To begin, my goal is to end up with a rear bumper/plate setup with a hitch receiver, while preserving as much of my current departure angle (with just the cross-member and no bumper at all) as possible. I'd like the hitch receiver to be able to take 500 lbs of tongue weight from a hitch basket, and tow a ~1,000 lb jet-ski trailer. I am familiar with the various aftermarket bumpers that place the receiver in the conventional (outside) location relative to the crossmember. From a design and installation perspective, this is the simple way to go. Furthermore, my design below is incompatible with TJ's, and being the relatively rare Jeep it is, manufacturers I think tend to shy-away from making strictly LJ-compatible parts.
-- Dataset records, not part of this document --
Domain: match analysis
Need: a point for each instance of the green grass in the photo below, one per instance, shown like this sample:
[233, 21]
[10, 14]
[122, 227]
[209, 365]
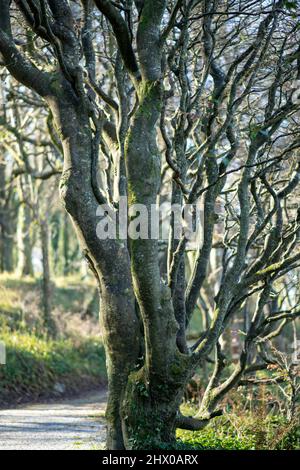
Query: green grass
[35, 364]
[242, 431]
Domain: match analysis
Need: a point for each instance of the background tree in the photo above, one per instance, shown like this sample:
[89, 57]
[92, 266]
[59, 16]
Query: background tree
[191, 97]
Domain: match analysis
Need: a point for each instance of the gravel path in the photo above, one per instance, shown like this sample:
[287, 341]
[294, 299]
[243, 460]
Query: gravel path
[66, 425]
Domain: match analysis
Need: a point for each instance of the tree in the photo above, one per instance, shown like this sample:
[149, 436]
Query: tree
[203, 88]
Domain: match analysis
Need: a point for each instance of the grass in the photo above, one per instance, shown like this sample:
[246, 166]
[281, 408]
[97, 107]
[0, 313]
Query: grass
[37, 366]
[242, 431]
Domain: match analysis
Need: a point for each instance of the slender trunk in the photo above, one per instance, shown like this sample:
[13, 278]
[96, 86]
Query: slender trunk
[46, 280]
[24, 266]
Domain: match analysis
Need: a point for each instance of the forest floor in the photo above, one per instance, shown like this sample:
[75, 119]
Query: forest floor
[64, 425]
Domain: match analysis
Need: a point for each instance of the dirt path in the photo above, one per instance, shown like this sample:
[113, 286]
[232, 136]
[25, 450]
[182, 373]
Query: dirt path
[65, 425]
With the LJ, however, I have two rear crossmembers: the forward one is what the tank mounts to, and about 4.75 inches behind that sits the rearward one. This is what the bumper mounts to, and I'm sure also adds some rigidity to the frame.
My design takes
GenRight's TJ/LJ Rear Bumper Plate with Tow Points and adds a standard hitch receiver on the inside of the plate. I would pick up a generic ~3.5" long receiver shank from a trailer supply store, cut a 2" square hole in the GenRight plate, and weld it on the inside. Additionally, for some added strength, I would gusset it on either side with some 1"x2" square tubing.
To install this, it would require cutting and removing the most rearward crossmember. That said, GenRight's beefy 3/16" plate combined with my gusseting, I think this bumper should be plenty strong enough to handle some serious pulls without the factory crossmember present. Below are some photos of what I'm working with real estate wise, where I would cut the crossmember on either side, and a very-poorly illustrated top-view schematic of the finished product. It is not to scale, but provides a general idea of the design.
If chopping the rear crossmember is a bad idea, I could also simply cut a 2" square hole in it that would accept the bumper's receiver. This would eliminate the ability to gusset it, however.
What do you think...am I crazy or is this doable?